"Kalau ditanya kamu punya
atau engga, kamu jawab apa?" Tiba-tiba Aga bertanya sedikit serius.
"Ada.." jawabku
singkat. "Kamu?"
"Engga ada. Tapi aku
pintar." Atas jawabannya aku terdiam, angin kencang terasa semakin dingin
dan awan mendung semakin menyelimuti.
"Kamu pernah bosan?"
Aku melontar. "Pernah niat untuk mencari lagi?"

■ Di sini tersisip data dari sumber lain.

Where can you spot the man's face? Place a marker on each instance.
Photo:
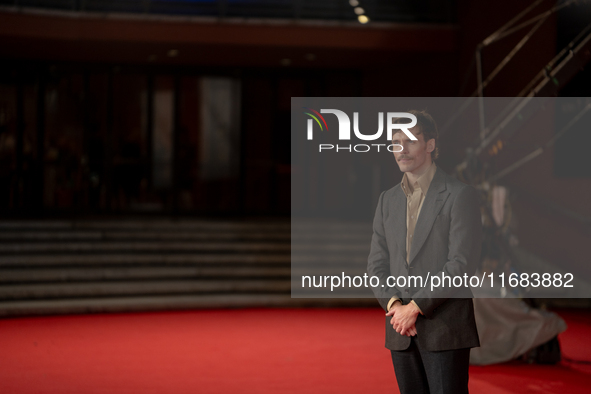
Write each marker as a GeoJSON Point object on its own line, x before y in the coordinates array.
{"type": "Point", "coordinates": [414, 156]}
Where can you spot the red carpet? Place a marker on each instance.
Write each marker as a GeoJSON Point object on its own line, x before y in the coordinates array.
{"type": "Point", "coordinates": [246, 351]}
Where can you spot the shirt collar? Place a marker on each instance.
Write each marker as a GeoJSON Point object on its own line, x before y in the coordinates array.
{"type": "Point", "coordinates": [424, 180]}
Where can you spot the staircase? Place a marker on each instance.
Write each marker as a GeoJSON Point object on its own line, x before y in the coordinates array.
{"type": "Point", "coordinates": [55, 267]}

Aga senyum terkekeh sebelum dia
menjawab, aku tidak mengerti apa maksudnya itu. "Lea, namanya juga
laki-laki. Bohong jika tidak punya pemikiran seperti itu. Jangankan yang sudah
lama, yang baru saja pasti berniatan seperti itu. Sudah aku bilang tadi, aku
pintar. Aku dididik untuk menjadi orang
yang setia karena papa adalah orang yang sangat setia. Kamu tahu sendiri,
kan?" Jelasnya sambil memainkan sisa-sisa es dengan sedotan di gelas minumannya.

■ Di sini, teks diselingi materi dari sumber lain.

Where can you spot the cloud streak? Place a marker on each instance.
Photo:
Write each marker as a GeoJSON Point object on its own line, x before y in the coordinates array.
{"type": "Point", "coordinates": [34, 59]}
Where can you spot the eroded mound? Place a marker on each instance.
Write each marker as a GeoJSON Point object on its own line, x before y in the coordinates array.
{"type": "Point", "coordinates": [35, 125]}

"Lagipula kita sudah mau jalan enam tahun..." dia menambahkan.
Salah bertanya, pikirku.
Jawaban-jawaban tersebut akan mengurung otak dan akan bertahan entah sampai
kapan. Aku tidak akan nyenyak tidur. Paras ini bisa saja memasang senyum manis
yang berbahasa 'aku baik-baik saja' atau 'tidak apa-apa', namun hati dan
pikiran saling beradu. Jarang aku dan Aga bisa santai seperti ini, membahas
hal-hal serius yang sangat kami anti. Karena biasanya setelah membahas hal
serius, mood akan berubah.
"Kamu tahu? Kita engga
pernah menemukan suatu hal kesamaan. Kita benar-benar berbeda. Engga nyambung." Katanya sambil
tertawa, terpaksa aku ikut tertawa.
"Ya, aku tahu. Aku engga
bisa bernyanyi, aku bodoh, engga seperti kamu.." aku berargumen sesuai
fakta dan dia malah terus tertawa. Hal
ini adalah topik yang sangat membosankan. Selalu muncul pembahasan seperti ini
di setiap tahun meskipun pernyataan Aga benar adanya. Aku senang membaca, dia
tidak. Aku senang outdoor, dia senang
di dalam rumah saja. Aku senang yang esktrem, dia senangnya malas-malasan. "Aku
takut karena ketidaksamaan ini akan berdampak jika nanti benar-benar bersama
dan tidak ada hal yang bisa dibicarakan nanti.." aku meneruskan.
"Aku yakin pasti ada."
Tidak tahu apa yang membuat kami
seperti ini. Bertemu dengan ketidaksengajaan, berawal dari saling bercanda,
berlanjut sering tukar cerita, lalu menjadi sekarang ini. Banyak yang
memisahkan namun selalu menemukan beribu alasan untuk bersatu kembali. Tak
jarang orang menyebut kami pasangan yang lucu, cocok katanya, bahkan ada yang
mengira kakak-beradik. Entah basa-basi atau memang pandangan mereka. Mereka
tidak pernah tahu apa yang kami rasakan atau hubungan yang kami jalin, tapi
kami berdua merasakan hal yang sama dan tidak pernah mengerti apa hubungan yang
sedang kami jalin.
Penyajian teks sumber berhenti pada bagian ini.